As with most computer programs you already use on either Windows or the Macintosh, you know that files are generally opened via the File >> Open command. In many programs, the keyboard shortcut used to open files is Ctrl+O.
Acrobat uses the same menu and keyboard shortcuts to access the Open dialog box where you browse your hard drive, open folders, and ultimately select a file to open. When you doubleclick a filename or click the Open button when a file is selected, the file opens in Acrobat. All Acrobat viewers also offer you a tool to open files.

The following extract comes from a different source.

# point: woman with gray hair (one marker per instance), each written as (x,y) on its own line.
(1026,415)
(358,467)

Click the Open tool in the File toolbar and the Open dialog box appears just as if you had used the Open menu command or keyboard shortcut. Any one of these methods opens a PDF document or a document of one of many different file types that can be converted to PDF on-the-fly while you work in Acrobat.

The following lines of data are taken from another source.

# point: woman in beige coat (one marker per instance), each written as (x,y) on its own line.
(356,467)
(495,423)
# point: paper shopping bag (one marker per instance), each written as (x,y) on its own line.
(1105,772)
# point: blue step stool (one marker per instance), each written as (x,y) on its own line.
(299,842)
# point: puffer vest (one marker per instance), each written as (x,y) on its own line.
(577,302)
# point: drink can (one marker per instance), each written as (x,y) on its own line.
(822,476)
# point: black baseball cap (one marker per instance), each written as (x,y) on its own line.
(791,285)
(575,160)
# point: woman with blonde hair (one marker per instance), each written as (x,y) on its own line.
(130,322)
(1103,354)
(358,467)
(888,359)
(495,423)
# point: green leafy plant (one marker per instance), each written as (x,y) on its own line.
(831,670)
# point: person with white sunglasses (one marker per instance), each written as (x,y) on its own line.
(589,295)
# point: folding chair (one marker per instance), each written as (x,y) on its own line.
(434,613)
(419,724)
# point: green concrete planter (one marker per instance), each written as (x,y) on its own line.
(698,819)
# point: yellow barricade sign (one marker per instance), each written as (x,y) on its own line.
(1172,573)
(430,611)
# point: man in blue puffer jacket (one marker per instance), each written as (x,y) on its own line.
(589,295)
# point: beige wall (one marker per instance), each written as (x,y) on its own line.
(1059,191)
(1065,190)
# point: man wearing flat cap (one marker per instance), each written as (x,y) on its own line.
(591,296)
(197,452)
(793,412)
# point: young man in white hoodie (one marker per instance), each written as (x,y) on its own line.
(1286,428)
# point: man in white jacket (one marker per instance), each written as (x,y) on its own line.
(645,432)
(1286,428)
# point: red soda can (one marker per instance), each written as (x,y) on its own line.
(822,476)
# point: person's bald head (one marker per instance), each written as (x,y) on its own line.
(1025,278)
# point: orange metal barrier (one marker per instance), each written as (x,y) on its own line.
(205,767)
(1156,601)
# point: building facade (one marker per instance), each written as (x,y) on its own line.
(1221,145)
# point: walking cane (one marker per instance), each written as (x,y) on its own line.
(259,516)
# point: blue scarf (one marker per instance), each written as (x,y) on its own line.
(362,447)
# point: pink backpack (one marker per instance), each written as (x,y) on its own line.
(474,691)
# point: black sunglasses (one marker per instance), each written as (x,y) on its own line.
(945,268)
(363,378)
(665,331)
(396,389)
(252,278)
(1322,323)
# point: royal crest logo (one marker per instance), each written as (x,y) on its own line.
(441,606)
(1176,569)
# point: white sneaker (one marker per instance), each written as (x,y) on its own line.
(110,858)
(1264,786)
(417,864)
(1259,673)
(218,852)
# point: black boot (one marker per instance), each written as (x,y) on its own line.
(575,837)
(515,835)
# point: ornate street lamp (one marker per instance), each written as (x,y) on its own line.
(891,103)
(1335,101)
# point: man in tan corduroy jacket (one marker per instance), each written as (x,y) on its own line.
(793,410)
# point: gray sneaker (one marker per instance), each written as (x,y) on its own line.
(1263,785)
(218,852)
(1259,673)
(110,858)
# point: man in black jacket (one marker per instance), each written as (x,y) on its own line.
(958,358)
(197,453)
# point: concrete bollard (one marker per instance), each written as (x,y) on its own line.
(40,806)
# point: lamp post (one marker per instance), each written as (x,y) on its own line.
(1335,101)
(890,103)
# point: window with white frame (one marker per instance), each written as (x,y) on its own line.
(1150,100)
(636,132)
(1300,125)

When you launch Acrobat and view and/or edit PDF documents, Acrobat keeps track of the most recently opened files. By default, Acrobat keeps track of the last five files you opened. In the Startup preferences you can change the value to as many as ten recently viewed files.
The files are accessible at the bottom of the File menu (Windows) or the File >> Open Recent File submenu on the Macintosh. You can see five filenames at the bottom of the File menu from Acrobat running under Windows. You have another option for viewing files that were previously opened in an Acrobat session.

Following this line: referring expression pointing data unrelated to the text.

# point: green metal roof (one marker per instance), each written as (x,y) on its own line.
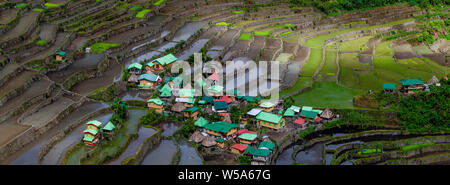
(91,131)
(265,116)
(191,109)
(215,89)
(222,127)
(267,144)
(156,101)
(166,91)
(266,104)
(389,86)
(201,122)
(109,126)
(309,113)
(289,112)
(220,105)
(248,136)
(94,122)
(416,81)
(135,65)
(165,60)
(88,138)
(187,92)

The History menu command appearing over the recent file list offers you submenus for viewing files from a history as long as the previous 12 months. Until you clear the History by selecting the Clear History menu command, all the files you viewed over the last 12 months are displayed in a scrollable list.
You can break down the history according to the files viewed Today, Yesterday, the Last 7 Days, the Last 14 Days, and the Last 30 Days, as well as the Last 12 Months. Macintosh users can find the History submenu command appearing at the top of the list of files when you choose File >> Open Recent File.